Enter Sergeant First Class William James (Jeremy Renner) who is everything that Sanborn hates. He is wild and reckless, taking chances simply to take them and unwilling to leave a zone with a known bomb in it despite the risks to himself and his team. He clashes with his team, particularly Sanborn, but he’s also very good at defusing and detonating enemy ordnance. This fact alone is what keeps him alive when Sanborn has the chance to literally frag James at one point.
What we see are snapshots of the last month of the team’s tour in Iraq. We see them go out on several bomb disposal missions, each one more dangerous and touchy than the last. It soon becomes evident that James isn’t specifically reckless, but more or less addicted to the adrenaline of life in Iraq. He collects pieces from the bombs he dismantles, for instance, because he enjoys looking at and holding things that could have killed him and failed. He continues to take risks that put him in danger, and more seriously, put the lives of everyone around him in danger, a fact that Sanborn especially takes issue with. Eldridge worries, but is more concerned with his own inability to pull the trigger when it needs to be pulled.
One of the many times things come to a head is when the team goes out on a mission with Colonel John Cambridge (Christian Camargo) in two. Cambridge frequently speaks with Eldridge to help him over his problems and guilt, and when Cabridge is killed by an IED, Eldridge feels additional guilt. Eldridge is later wounded when James leads the team on a mission and exceeds their authority.
The entire point of the film, everything that we as the audience are to get from the film, can be summed up in the opening moments before the film really starts. The film begins with a quote from New York Times correspondent Chris Hedges: “The rush of battle is a potent and often lethal addiction, for war is a drug.” The quote fades, but leaves the last four words. War, then, is the drug of choice for Sergeant First Class James.
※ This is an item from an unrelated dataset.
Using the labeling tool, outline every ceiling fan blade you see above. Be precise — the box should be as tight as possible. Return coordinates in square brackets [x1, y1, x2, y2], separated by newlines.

And really, what we see is his addiction. We see him in the moment, defusing bombs and in the moments just after, and it is very much like he has injected himself with the best thing in the world. Then, later, after the drug wears off, there’s nothing left for him until the next mission.
What impresses me the most about this film is the near constant level of tension. We spend all but a spare couple of minutes near the end in Iraq, and most of that we spend in the field on missions with the team. There is very little time spent anywhere safe, and in many respects we experience the same level of adrenaline that James finds himself addicted to. It’s incredibly effective and intense, never really giving us a let up until those moments at the end following yet another close call and the end of the rotation for James and Sanborn.
I have to say I’ve always liked Kathryn Bigelow as a filmmaker. I love Near Dark and Strange Days, and I certainly know more than a few people with a soft spot for Point Break. I can even see elements of those films in this one. But The Hurt Locker is Bigelow’s move into the real big time, her entry into not just films that are exciting and fun, but films that are truly meaningful and artistic, films that have something to say more than action and stunts. It doesn’t surprise me that this film is as lauded as it is.
Again, I’ve never been in the military or near a combat zone, so I don’t know what it’s really like. I can’t speak to the realism. But I can believe this as a story and I can believe this as a real possibility of soldiers in combat.
Why to watch The Hurt Locker: It actually matches the tension of the film La Salaire de la Peur.
Why not to watch: Depending on which veteran you ask, your realism may vary.